Disclaimer: Material published by Traversing Tradition is meant to foster scholarly inquiry and rich discussion. The views, opinions, beliefs, or strategies represented in published articles and subsequent comments do not necessarily represent the views of Traversing Tradition or any employee thereof.

8 thoughts on “Reclaiming the Islamic Political Tradition: Reflections after ISIS

  1. Great article. ISIS viewed their mission as an effort to modernize Islam to bring its political manifestation closer to the western machinations of the nation state. In so doing adopted all the fascistic qualities of western political systems.

  2. Agree with need to know history and ideas underpinning nation state (and modern social and political phenomena more broadly), but this article is a shoddy attempt at dealing with an important question.
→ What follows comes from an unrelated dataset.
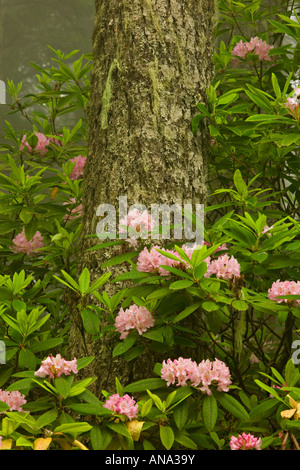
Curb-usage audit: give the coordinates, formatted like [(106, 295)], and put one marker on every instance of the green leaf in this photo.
[(3, 406), (146, 408), (91, 322), (119, 259), (239, 305), (210, 412), (178, 285), (240, 184), (124, 345), (166, 436), (231, 405), (73, 428), (276, 86), (180, 414), (145, 384), (119, 428), (84, 281), (47, 418), (62, 386), (185, 441), (186, 312), (90, 409)]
Firstly, why would one discuss the issue around ISIS; this is entirely unhelpful. It’s like discussing racism centred around the KKK. Secondly, the argument itself is arbitrary in that it simply selects one view about the modern state in the western tradition–the Schmittian thesis about modern politics as secularised theology–and builds off it as if its self-evident. Schmitt’s thesis has reputable opposition (in Blumenberg for instance; ‘The Legitimacy of the Modern Age’) and strong critique (Asad, for example). Thirdly, the author implies that we can speak of Islamic ‘governance’, yet this word is as susceptible to the same arguments made against ‘state’. Ironically, given the author’s citation of Foucault’s Panopticon, the broader notion which Foucault critiques, to which this is linked, is ‘governmentality’–roughly, attempts to control/mould/direct the conduct of others including, but not exclusive to, political governance. Fourthly, can one really make a robust argument about how Islamic governance/polity is different from the modern state without, on top of understanding the latter, understanding and articulating in concrete terms what the former is?

    1. ” Firstly, why would one discuss the issue around ISIS”

      This article was specifically about ISIS, hence, discussing the issue of ISIS. I really don’t know what else I can say about this.

      The choice of Schmitt was a particular one, once again, choosing a particular thesis about politics and modernity, which I prefer. It being arbitrary was on purpose. If you prefer others, that is entirely your prerogative. But I remain the one writing this particular article on a particular theory on a particular issue. If you would like to contribute to the discussion and expand on it, you are more than welcome.

      As for the issue of governance/government/state, it’s not an argument based around semantics. The modern state can be considered a entire phenomenon in itself, regardless of the fact that it is a political entity that seeks governance (as one facet of its existence). There are other factors (which Foucault discusses too) leading to the ability and desire of the state to control and mould its subjects in ways hitherto unseen. Hence, the modern state is distinct from non-MS/pre-modern forms of governance/government/etc. An argument against governance as a whole is the preserve of anarchism.

      Granted, the article may have been worded better to reflect the particular nature of what I was talking about so as to not make it seem like objective reality, but it does not then become a shoddy article simply based on anothers preferences and viewpoints.

      This is but one essay in a series that will be published on Traversing Tradition. Things such as discussing Islamic governance, the nature of the modern state, paradigms and worldviews and so on will also be discussed. Once again, we have word and time limits and we cannot rush to produce everything in one go, and hopefully as the discussion continues, more will become clear.